You see, selection sort is never written as a recursive function. It's simple enough to be written as one loop inside another.

Let's recap. The selection sort algorithm works like this. First find the smallest item in the list. Swap it with the first item in the list. Now consider the sublist that excludes the first item and find the smallest item in this sublist. Swap it with the first item in the sublist (the second item in the overall list). Continue like this until your sublist is only one item long.

The interesting thing about this sort is that it's very quick if the items are large or if they take a long time to swap. If you think about it, every item is moved directly into its final resting place, through a swap operation (which is a set of three moves). So just taking into account the moves, if you have N items you'll perform, in the worst case, 3*(N-1) moves.

You will be doing a whole lot more comparisons though. The first time through you'll do (N-1) comparisons. The second time through you'll do (N- 2) comparisons. And so on. Adding up all these comparisons you get N*(N- 1)/2 as the number of comparisons.
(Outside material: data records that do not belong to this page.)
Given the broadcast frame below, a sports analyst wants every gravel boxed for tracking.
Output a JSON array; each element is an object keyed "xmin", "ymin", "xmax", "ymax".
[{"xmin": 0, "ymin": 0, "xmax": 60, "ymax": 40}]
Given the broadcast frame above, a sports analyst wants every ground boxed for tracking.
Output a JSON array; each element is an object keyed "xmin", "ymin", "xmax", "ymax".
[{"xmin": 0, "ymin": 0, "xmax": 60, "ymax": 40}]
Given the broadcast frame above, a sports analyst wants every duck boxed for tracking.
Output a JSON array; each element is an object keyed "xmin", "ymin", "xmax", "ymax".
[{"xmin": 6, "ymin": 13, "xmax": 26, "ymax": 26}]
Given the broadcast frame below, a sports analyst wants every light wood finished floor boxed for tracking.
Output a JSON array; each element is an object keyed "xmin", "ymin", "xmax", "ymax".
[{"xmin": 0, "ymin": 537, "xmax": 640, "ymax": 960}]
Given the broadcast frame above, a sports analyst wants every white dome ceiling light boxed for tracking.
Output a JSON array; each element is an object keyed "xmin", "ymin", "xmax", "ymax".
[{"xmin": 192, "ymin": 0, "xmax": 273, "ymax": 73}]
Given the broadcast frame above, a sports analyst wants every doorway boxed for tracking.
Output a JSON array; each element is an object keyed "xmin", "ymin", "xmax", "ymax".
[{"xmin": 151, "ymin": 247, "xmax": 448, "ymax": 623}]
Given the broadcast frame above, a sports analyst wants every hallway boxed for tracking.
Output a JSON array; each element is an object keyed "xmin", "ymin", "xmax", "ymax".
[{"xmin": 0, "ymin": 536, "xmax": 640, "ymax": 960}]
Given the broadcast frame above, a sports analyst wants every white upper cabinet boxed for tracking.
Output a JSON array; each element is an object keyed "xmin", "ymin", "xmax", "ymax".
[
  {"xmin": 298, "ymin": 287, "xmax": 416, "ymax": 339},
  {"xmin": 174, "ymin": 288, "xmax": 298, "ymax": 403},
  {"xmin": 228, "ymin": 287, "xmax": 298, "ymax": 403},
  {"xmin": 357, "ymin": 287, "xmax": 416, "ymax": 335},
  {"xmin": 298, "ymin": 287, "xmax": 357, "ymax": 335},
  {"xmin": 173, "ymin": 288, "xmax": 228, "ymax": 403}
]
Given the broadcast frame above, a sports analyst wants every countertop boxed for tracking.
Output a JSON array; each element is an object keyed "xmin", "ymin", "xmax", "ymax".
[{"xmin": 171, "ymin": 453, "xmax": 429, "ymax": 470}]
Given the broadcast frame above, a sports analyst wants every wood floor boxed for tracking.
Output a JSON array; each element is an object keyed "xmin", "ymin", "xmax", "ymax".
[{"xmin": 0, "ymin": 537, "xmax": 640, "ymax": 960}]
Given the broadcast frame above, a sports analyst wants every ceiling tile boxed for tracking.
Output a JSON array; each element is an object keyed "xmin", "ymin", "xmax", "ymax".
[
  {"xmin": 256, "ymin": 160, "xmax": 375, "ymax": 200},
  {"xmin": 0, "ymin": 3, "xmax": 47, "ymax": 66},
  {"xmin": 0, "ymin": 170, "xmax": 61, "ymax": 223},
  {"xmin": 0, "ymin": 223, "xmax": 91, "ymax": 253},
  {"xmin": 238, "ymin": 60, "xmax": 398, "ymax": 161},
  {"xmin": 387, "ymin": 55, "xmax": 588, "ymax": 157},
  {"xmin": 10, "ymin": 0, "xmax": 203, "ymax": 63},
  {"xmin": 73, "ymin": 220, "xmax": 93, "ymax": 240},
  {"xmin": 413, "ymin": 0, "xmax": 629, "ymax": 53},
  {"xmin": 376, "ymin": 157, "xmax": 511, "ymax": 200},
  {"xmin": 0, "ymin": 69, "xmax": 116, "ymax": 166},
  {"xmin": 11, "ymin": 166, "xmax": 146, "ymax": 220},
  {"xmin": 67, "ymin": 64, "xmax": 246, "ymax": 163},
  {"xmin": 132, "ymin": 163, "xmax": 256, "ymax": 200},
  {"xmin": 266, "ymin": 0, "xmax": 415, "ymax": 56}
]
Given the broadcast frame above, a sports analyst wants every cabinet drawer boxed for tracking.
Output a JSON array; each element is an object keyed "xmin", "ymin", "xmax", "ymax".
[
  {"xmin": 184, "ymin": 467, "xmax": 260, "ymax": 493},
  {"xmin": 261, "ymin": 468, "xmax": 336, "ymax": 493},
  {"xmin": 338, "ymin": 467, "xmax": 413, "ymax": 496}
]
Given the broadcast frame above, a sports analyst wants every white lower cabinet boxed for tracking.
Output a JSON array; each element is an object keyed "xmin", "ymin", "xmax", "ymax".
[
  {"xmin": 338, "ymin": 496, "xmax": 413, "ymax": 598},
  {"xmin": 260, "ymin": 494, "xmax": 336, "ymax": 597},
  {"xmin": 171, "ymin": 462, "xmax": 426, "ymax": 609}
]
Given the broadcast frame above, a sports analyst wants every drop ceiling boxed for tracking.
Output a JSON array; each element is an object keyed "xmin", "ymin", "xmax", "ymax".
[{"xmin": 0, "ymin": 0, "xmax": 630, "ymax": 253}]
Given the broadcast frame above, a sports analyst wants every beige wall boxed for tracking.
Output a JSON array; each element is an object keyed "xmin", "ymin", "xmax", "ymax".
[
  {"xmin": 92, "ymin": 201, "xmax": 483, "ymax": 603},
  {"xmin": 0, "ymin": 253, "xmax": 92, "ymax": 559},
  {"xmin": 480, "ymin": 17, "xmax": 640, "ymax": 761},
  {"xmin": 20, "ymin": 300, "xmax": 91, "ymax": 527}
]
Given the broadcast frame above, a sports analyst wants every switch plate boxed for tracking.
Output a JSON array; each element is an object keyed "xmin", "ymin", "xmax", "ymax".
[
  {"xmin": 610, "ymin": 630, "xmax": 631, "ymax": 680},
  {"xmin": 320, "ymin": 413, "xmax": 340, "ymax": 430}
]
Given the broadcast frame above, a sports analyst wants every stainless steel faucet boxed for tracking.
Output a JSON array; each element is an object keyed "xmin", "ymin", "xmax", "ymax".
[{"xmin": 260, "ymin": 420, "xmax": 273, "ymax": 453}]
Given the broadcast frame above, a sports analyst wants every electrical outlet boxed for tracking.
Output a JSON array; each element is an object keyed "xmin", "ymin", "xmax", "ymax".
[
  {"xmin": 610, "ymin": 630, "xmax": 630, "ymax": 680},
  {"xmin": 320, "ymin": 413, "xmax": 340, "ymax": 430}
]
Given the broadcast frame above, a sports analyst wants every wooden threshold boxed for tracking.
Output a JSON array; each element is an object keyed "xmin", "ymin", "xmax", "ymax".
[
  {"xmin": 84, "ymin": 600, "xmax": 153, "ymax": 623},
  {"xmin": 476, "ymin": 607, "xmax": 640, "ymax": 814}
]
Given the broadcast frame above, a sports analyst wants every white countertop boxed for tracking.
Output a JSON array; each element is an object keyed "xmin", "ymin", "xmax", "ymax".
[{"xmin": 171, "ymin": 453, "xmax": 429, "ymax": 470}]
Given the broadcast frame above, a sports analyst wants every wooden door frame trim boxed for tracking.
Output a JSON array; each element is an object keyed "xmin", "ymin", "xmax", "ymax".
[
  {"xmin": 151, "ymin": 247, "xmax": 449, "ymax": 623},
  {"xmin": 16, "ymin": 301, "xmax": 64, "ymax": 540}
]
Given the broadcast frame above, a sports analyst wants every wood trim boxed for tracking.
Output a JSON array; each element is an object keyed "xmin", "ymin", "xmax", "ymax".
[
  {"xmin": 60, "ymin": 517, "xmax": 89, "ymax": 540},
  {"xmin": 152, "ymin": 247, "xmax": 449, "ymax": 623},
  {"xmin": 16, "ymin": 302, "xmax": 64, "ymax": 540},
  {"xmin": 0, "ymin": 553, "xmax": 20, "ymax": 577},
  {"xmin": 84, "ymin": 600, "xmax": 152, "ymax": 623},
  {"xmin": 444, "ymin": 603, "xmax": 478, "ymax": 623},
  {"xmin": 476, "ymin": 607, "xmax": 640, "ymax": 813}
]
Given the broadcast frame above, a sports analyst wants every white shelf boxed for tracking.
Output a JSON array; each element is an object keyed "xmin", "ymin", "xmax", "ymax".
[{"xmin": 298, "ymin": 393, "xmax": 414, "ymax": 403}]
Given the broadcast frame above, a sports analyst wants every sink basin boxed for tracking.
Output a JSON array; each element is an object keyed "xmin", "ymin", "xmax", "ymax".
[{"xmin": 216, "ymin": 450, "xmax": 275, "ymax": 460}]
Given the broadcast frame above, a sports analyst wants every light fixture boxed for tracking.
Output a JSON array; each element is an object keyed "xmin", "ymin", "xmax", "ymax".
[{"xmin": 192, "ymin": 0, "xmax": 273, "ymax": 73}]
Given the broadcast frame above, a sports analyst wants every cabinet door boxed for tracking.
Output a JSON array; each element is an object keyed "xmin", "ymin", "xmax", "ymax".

So, if your comparisons are very quick compared to your moves, you'll have a O(n) algorithm. If it's the other way round, you'll have a O(n2) algorithm.

Anyway, it's very easy to convert this algorithm into code using two loops, one inside the other. (And note that having these two loops constructed in this fashion also points to the algorithm being O(n2).)

```procedure IterativeSelectionSort(A : TIntArray; aStart, aEnd : integer);
var
i, j : integer;
IndexOfMin : integer;
Min : integer;
begin
for i := aStart to aEnd do begin
IndexOfMin := i;
Min := A[i];
for j := i + 1 to aEnd do begin
if (Min > A[j]) then begin
Min := A[j];
IndexOfMin := j;
end;
end;
if (i <> IndexOfMin) then begin
A[IndexOfMin] := A[i];
A[i] := Min;
end;
end;
end;
```

Now to think about this algorithm recursively, you just have to reread the description of the sort. Essentially it says this: find the smallest item in the list and swap with the first item. Shrink the list by one item (the first), and perform the same algorithm on the smaller list. If there's only one item in the sublist, it's already sorted.

We've defined a recursive algorithm here, it's going to be used on smaller and smaller lists (and therefore has a chance of stopping), and we have a termination test to make sure that it does stop.

Much as you'd expect, the recursive selection sort implementation therefore looks like this:

```procedure RecursiveSelectionSort(A : TIntArray; aStart, aEnd : integer);
var
j : integer;
IndexOfMin : integer;
Min : integer;
begin
if (aStart = aEnd) then
Exit;

IndexOfMin := aStart;
Min := A[aStart];
for j := aStart + 1 to aEnd do begin
if (Min > A[j]) then begin
Min := A[j];
IndexOfMin := j;
end;
end;
if (aStart <> IndexOfMin) then begin
A[IndexOfMin] := A[aStart];
A[aStart] := Min;
end;

RecursiveSelectionSort(A, aStart + 1, aEnd);
end;
```

Notice a couple of things here. First is that it's more difficult to make generalizations about the speed characteristics of this algorithm: the outer loop is no longer explicit as in the iterative case, it's now implicit in the recursive call; but it's harder to analyze. Second, if we go back to the iterative version from the recursive version, you can see how easy it is to remove recursion that occurs as the last statement of the recursive routine's code (this is known as end-recursion). In brief, end-recursion is removed by being replaced with a loop.

So all in all a simple enough algorithm. And one that helped pass the time as I waited for my ride home.